In 2015, the state had about 50 farmers sign up to grow the crop for the first time in more than 70 years. This year, with less than two weeks left to apply for a growing permit, 25 farmers have applied, WBIR-TV reported.
Cocke County farmer Chuck Mason said he thought the crop would be a "gold mine" for his family, but when farmers' seeds were more than a month late in arriving because of customs delays, the crop turned into a bust for his farm.
Mason said he had been planning to drastically expand his hemp-growing operation this year, but after last year's failure he will return to growing hay. He said that numerous farmers he knows are also abandoning the crop.
"I'm just not willing to take that chance this year," Mason said.
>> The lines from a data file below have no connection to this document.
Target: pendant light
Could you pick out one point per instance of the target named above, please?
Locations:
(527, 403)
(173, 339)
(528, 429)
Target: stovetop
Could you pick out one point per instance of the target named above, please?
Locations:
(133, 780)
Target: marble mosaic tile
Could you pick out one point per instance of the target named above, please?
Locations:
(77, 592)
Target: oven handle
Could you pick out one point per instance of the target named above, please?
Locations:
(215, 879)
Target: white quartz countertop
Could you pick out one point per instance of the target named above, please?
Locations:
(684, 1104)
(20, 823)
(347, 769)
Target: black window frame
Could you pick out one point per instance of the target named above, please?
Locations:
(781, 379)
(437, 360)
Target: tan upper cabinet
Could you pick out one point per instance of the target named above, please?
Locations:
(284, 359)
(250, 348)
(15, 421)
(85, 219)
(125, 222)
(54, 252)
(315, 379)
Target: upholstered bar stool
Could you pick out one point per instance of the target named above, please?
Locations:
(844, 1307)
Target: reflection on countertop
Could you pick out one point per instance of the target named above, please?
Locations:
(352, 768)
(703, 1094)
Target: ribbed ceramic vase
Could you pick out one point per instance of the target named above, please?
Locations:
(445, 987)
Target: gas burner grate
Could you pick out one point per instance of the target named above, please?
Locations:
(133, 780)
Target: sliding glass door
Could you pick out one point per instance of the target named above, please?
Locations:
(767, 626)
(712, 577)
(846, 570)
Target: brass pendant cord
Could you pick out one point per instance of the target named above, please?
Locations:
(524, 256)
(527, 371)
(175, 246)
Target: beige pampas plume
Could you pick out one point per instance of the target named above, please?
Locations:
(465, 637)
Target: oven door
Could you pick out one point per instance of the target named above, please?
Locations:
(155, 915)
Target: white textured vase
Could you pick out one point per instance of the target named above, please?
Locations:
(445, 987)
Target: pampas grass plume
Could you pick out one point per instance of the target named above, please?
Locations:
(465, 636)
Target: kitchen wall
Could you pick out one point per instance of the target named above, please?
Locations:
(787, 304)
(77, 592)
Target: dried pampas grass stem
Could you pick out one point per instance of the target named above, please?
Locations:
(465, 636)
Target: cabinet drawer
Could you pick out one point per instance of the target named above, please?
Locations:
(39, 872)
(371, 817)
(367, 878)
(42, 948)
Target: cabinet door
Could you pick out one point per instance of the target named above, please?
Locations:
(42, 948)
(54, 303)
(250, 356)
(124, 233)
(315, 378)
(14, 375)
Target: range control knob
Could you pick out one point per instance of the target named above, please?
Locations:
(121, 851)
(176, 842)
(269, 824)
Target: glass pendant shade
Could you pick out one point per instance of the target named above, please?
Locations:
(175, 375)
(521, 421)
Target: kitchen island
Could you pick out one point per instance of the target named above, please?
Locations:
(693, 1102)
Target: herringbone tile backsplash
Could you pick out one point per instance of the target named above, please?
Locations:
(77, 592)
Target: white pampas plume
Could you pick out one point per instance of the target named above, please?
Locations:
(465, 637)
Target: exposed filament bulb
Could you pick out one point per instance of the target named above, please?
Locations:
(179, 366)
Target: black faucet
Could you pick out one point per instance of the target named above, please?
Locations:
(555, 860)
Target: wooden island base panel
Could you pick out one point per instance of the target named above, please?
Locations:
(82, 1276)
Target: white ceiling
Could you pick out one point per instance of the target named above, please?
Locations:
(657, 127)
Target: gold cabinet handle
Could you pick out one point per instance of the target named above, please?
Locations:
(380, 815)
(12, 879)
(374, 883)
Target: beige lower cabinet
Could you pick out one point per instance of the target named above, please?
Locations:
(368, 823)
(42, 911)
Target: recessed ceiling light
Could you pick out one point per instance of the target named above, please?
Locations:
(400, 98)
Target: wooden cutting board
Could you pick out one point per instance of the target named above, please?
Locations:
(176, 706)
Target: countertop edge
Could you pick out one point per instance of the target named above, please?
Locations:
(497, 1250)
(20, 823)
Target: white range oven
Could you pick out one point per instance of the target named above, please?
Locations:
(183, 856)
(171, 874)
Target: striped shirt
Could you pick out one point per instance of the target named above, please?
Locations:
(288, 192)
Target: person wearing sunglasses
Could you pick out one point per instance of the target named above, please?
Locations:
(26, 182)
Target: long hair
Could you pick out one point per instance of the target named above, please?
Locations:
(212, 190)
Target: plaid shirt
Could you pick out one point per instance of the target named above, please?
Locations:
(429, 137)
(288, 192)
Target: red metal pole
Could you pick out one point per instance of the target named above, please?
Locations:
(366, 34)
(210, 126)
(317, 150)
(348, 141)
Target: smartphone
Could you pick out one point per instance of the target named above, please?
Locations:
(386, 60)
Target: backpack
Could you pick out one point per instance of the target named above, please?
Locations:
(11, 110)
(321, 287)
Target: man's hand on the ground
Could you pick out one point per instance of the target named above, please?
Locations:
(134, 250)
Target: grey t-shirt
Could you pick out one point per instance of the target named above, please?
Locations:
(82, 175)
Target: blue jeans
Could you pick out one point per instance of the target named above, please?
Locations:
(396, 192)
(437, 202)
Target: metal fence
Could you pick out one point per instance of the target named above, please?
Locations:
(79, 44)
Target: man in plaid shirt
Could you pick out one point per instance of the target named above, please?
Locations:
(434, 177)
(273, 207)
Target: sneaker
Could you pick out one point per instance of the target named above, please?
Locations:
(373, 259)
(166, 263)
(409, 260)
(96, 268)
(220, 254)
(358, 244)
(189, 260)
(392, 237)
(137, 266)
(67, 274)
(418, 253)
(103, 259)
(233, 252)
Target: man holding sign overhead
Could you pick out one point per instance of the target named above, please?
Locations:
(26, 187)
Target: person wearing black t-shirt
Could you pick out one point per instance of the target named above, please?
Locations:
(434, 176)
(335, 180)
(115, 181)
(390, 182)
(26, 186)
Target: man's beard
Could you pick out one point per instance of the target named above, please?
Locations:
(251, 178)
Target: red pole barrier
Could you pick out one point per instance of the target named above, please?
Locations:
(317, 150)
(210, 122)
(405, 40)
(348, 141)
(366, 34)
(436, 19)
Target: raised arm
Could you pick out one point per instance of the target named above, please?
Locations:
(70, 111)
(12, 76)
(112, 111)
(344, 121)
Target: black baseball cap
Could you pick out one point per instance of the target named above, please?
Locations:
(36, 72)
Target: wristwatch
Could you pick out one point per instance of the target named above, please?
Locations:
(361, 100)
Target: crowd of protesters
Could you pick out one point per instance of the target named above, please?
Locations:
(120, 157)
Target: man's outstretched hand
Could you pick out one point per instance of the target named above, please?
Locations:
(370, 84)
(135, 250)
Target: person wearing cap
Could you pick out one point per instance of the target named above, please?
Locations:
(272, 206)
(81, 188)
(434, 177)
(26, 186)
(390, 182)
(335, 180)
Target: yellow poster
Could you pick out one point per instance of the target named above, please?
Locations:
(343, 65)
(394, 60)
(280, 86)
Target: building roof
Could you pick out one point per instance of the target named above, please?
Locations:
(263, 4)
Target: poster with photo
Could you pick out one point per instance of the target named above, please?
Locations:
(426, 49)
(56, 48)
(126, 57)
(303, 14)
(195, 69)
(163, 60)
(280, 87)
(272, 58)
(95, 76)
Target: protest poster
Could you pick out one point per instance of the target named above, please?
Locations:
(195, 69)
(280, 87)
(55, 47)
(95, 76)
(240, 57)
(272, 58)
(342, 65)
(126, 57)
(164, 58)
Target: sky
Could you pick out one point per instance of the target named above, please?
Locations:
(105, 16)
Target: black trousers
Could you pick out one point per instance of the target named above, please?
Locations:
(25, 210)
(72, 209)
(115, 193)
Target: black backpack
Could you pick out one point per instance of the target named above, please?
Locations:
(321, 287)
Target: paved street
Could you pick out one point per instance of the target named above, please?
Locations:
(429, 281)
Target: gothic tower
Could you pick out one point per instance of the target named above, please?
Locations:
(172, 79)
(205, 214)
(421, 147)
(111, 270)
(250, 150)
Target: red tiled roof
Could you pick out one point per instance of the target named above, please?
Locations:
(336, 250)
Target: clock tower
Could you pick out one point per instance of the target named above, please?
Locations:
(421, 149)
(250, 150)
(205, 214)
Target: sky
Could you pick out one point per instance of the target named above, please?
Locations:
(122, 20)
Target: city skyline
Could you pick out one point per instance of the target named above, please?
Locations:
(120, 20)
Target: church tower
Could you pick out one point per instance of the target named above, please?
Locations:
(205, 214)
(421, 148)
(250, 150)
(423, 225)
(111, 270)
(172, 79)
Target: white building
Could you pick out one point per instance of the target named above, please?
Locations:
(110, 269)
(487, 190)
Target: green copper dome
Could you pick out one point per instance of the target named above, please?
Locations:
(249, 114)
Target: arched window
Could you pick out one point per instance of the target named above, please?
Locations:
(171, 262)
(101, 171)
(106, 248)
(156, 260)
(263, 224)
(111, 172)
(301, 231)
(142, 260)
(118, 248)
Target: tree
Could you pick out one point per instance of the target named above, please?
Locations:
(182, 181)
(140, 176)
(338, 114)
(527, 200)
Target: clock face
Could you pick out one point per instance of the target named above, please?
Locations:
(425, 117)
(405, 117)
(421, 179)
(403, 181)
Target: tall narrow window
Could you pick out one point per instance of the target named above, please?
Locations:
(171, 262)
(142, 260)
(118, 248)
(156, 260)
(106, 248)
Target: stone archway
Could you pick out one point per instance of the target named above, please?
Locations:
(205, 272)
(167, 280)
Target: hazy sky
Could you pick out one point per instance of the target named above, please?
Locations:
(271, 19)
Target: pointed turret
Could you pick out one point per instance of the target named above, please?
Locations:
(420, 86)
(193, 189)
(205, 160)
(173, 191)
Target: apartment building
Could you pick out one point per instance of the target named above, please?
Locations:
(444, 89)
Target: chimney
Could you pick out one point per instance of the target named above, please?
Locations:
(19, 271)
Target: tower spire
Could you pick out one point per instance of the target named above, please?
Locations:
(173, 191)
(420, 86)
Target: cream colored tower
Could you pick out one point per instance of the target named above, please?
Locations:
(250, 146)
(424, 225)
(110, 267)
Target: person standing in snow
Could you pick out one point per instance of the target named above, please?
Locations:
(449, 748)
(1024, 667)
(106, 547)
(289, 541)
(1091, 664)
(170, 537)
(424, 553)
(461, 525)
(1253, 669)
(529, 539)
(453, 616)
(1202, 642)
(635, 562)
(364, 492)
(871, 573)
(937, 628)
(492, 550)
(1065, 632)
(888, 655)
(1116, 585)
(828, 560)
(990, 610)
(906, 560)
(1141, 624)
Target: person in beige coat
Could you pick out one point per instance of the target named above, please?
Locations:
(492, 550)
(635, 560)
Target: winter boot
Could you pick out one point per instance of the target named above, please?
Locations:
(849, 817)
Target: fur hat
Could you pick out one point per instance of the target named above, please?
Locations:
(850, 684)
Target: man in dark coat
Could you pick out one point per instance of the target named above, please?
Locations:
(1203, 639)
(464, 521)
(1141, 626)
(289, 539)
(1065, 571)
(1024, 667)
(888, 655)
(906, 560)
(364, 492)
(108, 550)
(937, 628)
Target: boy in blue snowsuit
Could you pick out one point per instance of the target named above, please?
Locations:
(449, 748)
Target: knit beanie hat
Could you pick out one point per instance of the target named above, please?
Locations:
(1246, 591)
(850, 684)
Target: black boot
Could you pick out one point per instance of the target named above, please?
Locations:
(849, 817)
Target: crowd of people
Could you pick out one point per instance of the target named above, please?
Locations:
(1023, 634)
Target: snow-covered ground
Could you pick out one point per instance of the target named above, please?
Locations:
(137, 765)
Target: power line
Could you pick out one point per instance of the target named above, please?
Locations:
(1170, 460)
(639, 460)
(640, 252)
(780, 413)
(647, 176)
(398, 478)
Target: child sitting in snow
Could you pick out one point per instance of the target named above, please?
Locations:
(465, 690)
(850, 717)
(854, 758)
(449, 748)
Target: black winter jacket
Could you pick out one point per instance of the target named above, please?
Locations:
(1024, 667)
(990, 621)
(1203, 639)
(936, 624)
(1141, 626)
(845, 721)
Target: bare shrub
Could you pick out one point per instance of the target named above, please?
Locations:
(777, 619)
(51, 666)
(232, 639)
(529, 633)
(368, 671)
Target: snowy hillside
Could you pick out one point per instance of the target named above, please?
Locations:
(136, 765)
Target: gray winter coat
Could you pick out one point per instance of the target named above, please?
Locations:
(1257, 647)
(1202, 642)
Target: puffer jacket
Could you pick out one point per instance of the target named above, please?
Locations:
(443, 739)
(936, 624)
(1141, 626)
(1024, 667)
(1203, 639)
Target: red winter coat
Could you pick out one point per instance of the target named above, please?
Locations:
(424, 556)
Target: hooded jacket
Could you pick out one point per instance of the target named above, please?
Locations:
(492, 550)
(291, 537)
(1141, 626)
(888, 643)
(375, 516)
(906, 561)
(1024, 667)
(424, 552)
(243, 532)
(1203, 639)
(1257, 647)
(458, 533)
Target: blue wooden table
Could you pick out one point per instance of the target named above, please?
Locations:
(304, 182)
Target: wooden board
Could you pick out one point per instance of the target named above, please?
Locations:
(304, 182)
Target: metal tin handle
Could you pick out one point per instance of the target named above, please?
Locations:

Tennessee began offering the permits last year in the hopes that the plant will become a cash crop for areas hurt by the falling demand for other agricultural products, such as tobacco. Hemp is a variety of the cannabis plant and is low in the psychoactive ingredient in marijuana, THC.
Washington County farmer Wayne Smith told the Johnson City Press that he was offered $7 for his small yield of 10 pounds of hemp seeds last year. He had paid $254 for a state permit to grow the crop.
Smith decided to keep the seeds and remain positive.
"I'm going to use the harvested seed to make oil and maybe sell it as a novelty item," he said.
April 1 is the deadline for farmers to apply for a hemp permit this year.